If you've been unemployed, say it. If you're making a career transition, own it. If you're nervous about moving into a new industry, that's okay—a lot of really capable people are. The candidates who get my attention are the ones who acknowledge the reality of their situation and show they're actively working through it.

Your worth doesn't disappear because your role did. Your value isn't locked into your last job title. And here's the thing: most companies know this. The good ones, anyway. We know that people are more than a LinkedIn profile. We know that real leadership doesn't come from a certification. We know that someone who can admit they don't know something might be exactly the person we need.

Polish Your Profile, But Keep the Person Visible

I'm not saying don't put effort into your LinkedIn. Use it. Tell your professional story. Highlight the work you're proud of. Show what you can do. But do it in a way that actually sounds like you.

Be confident. You've earned it. But confidence doesn't require a thesaurus.

Be strategic. Yes, you want to be found by the right opportunities. But being found by someone looking for an "AI Evangelist Chief Visionary" when you're actually a great project manager who understands business problems—that's not winning. That's just creating mismatch.

Be yourself. That's the personal brand that actually works. That's what I'm looking for. That's what most serious employers are looking for.

What This Means for Your Job Search

If you're a veteran moving into civilian work, this is especially important. You don't need to translate your military experience into corporate-speak so thick that nobody recognizes it anymore. You need to bridge the gap in a way that's honest and clear.

Your military leadership? That's real. Your problem-solving under pressure? That transfers. Your commitment to mission? Companies need that. Your ability to work with diverse teams? That's valuable. Don't hide those things under layers of buzzwords. Highlight them because they're actually meaningful.

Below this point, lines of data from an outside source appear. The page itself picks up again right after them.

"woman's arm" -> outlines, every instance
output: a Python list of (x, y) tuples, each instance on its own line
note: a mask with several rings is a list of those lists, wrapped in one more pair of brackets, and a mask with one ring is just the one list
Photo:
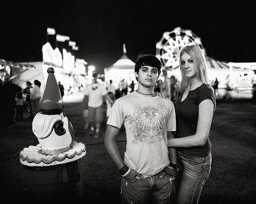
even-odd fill
[(199, 105), (199, 114), (195, 134), (184, 138), (169, 139), (169, 147), (203, 146), (208, 138), (213, 116), (214, 105), (211, 99)]

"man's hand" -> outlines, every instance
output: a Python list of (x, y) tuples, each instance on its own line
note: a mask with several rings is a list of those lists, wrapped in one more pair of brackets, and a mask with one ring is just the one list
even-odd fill
[(137, 177), (142, 178), (142, 176), (143, 175), (141, 173), (131, 168), (130, 173), (126, 176), (125, 176), (125, 178), (128, 181), (135, 181), (137, 179)]
[(163, 93), (156, 92), (155, 94), (160, 96), (160, 98), (161, 98), (161, 99), (166, 99), (166, 98), (169, 99), (171, 99), (171, 95), (166, 95), (165, 92), (163, 92)]

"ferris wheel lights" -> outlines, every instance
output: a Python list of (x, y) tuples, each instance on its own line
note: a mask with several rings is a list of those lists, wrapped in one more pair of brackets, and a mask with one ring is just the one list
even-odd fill
[(156, 55), (164, 67), (175, 69), (179, 65), (178, 56), (182, 48), (187, 45), (196, 44), (205, 53), (201, 38), (190, 30), (175, 28), (172, 31), (165, 32), (156, 43)]
[(180, 35), (180, 27), (177, 27), (173, 30), (173, 32), (177, 35)]
[(192, 31), (191, 31), (190, 30), (187, 30), (187, 31), (185, 31), (185, 33), (186, 33), (187, 36), (189, 36), (189, 37), (192, 36)]
[(196, 37), (196, 38), (195, 39), (195, 42), (196, 44), (201, 44), (201, 38), (200, 38), (200, 37)]
[[(169, 33), (170, 33), (170, 32), (164, 32), (163, 37), (166, 38), (166, 39), (167, 39), (166, 37), (169, 37), (169, 38), (170, 38)], [(169, 39), (169, 38), (168, 38), (168, 39)]]
[(161, 44), (160, 42), (157, 42), (155, 45), (156, 48), (161, 48)]

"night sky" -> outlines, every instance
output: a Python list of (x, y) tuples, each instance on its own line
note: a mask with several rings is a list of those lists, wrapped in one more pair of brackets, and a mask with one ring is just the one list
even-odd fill
[(1, 0), (0, 59), (40, 61), (47, 28), (69, 36), (76, 58), (99, 73), (123, 54), (155, 54), (155, 44), (176, 27), (200, 37), (208, 56), (256, 61), (256, 1)]

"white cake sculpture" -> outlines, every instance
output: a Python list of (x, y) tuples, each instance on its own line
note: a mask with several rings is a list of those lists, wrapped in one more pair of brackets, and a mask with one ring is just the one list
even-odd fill
[(63, 111), (63, 101), (54, 69), (49, 74), (45, 90), (39, 101), (39, 112), (32, 121), (32, 132), (39, 142), (20, 152), (20, 163), (26, 166), (51, 166), (82, 158), (85, 145), (74, 140), (73, 126)]

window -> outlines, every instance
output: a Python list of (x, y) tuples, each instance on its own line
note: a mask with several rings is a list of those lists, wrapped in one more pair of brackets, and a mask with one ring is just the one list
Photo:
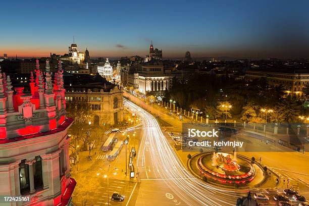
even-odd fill
[(23, 160), (19, 164), (19, 185), (21, 194), (30, 191), (29, 165), (25, 163), (26, 160)]
[(33, 177), (35, 189), (43, 186), (42, 173), (42, 159), (40, 156), (37, 156), (35, 157), (35, 163), (33, 164)]
[(115, 97), (114, 98), (114, 106), (113, 106), (113, 108), (114, 109), (116, 109), (118, 108), (118, 99), (117, 98), (117, 97)]

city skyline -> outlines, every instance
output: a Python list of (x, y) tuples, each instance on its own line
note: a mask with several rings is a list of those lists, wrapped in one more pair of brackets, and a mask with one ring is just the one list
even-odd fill
[(1, 55), (67, 53), (73, 36), (92, 58), (144, 57), (151, 40), (164, 59), (183, 58), (187, 50), (192, 58), (306, 58), (309, 52), (305, 1), (267, 7), (261, 2), (79, 2), (4, 3), (3, 19), (10, 18), (2, 22)]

And if you're currently looking, if you've had a gap in employment, if you're making a transition—you're not alone. A lot of talented people are in that exact position right now. What separates them isn't always who has the fanciest profile. It's who shows up as genuine and ready to do real work.

The Bottom Line

Your job title doesn't define your impact. Your certifications don't replace your judgment. And your worth absolutely does not depend on how many LinkedIn endorsements you've collected.

What matters is that somewhere beneath all that—behind the profile, past the headline, under the keywords—there's an actual person. Someone who can think, who can do, who can grow. Someone who's willing to be real.

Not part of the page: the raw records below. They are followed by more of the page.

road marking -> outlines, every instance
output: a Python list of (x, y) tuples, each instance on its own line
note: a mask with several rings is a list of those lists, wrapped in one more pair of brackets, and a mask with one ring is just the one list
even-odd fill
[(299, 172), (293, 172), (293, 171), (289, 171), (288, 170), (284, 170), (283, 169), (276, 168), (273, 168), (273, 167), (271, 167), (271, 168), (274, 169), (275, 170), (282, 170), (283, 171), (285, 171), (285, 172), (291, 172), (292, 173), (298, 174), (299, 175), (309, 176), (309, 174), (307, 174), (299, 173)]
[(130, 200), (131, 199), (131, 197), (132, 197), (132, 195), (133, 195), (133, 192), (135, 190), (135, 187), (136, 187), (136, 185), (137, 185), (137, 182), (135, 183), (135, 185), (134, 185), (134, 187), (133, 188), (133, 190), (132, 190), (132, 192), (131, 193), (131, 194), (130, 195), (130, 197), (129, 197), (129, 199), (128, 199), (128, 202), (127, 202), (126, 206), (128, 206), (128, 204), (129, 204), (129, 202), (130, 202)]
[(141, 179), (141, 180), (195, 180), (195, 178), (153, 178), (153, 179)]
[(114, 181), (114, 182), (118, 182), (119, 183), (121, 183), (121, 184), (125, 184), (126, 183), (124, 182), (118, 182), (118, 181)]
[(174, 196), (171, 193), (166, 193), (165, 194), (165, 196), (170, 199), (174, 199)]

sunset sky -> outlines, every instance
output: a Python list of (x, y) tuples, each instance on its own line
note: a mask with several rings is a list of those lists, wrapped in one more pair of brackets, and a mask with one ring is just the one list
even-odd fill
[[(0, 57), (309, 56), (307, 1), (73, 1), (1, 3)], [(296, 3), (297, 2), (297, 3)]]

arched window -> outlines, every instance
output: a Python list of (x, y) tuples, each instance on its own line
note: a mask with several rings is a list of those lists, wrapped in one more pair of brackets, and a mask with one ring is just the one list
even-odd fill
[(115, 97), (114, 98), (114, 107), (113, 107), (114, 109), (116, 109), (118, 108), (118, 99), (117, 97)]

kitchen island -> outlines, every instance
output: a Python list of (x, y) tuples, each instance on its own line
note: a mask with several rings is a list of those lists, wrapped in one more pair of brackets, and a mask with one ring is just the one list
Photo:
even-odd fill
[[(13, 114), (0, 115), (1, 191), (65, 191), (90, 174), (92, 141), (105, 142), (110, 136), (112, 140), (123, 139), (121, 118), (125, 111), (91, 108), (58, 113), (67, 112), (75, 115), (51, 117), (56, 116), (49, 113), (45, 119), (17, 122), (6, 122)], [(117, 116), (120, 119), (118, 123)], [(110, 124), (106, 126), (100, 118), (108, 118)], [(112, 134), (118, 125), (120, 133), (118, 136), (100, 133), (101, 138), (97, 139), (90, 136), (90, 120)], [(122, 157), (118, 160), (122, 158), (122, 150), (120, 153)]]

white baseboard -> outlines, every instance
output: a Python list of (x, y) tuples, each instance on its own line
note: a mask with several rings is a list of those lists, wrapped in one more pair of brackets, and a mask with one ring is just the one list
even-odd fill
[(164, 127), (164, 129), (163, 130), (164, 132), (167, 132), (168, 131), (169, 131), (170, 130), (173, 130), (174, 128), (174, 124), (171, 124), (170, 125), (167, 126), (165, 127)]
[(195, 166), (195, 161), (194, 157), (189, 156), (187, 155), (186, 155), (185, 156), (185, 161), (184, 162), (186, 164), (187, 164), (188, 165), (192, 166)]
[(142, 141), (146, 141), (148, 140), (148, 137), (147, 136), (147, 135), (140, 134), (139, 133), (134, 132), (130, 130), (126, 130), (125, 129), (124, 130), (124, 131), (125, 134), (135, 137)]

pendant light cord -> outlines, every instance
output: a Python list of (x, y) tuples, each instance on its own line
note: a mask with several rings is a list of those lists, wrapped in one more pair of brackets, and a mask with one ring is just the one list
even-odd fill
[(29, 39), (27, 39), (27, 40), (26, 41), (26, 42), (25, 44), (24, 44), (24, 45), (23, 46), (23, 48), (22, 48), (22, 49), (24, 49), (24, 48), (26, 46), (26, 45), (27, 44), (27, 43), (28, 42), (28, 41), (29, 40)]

That's the person I want to talk to. That's the candidate who gets called back. That's the employee who actually succeeds in a role.

So yes, polish your LinkedIn. Build your professional presence. Tell your story with confidence and strategy. But remember this: the best personal brand is still just being authentic. Being honest. Being real.

Because at the end of the day, we're not hiring profiles. We're hiring people.

And the real you is always the best version of you.